Tuesday, December 22, 2009

tiānfǔ guǎngchǎng

One of the first things we noticed looking out the window in Chengdu was that it seems to be quite common to have plants on buildings. We never saw anywhere in Xi'an with so many plants.

As previously mentioned, one of the first things we got to try was Chuàn Chuàn, a hot-pot with skewers, and now with pictures!

On December 19th, our first day off in Chengdu we decided to try some simple taxi directives. We had found a list of phrases for Chengdu locations with characters and pinyin so for the first time we tried to direct a cabbie without first practicing pronounciation with a local. We were delighted when on our first attempt the cab driver understood
tiānfǔ guǎngchǎng (Tianfu Square). There isn't much in Tianfu other than a big Mao but it seemed like such a central location that we should visit.

Just west of Tianfu is the Peoples Park. We'd heard this was often full of locals playing majong, doing tai chi, and also had a number of tea houses so we went to check it out. A short walk brought us there and we discovered it to be a very nice park. The trails inside are very peaceful and green, broken periodically by waterways and little collections of plants.

On of our favorite spottings was a gentlemen calmly sitting cross-legged, shoes off, reading the paper.

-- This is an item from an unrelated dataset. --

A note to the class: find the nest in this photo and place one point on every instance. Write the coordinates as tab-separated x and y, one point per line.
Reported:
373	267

A little further through some paved squares open up. These are rather noisier, full of people playing netless badminton, dancing, and in setting up what appeared to be largely unscheduled musical performances often involving a woman impersonating a screeching cat.

There were also a few young super-heroes.

West of the noisy area were some walkways with older people sitting and talking, playing instruments we didn't recognize, playing majong, or just chatting and smoking.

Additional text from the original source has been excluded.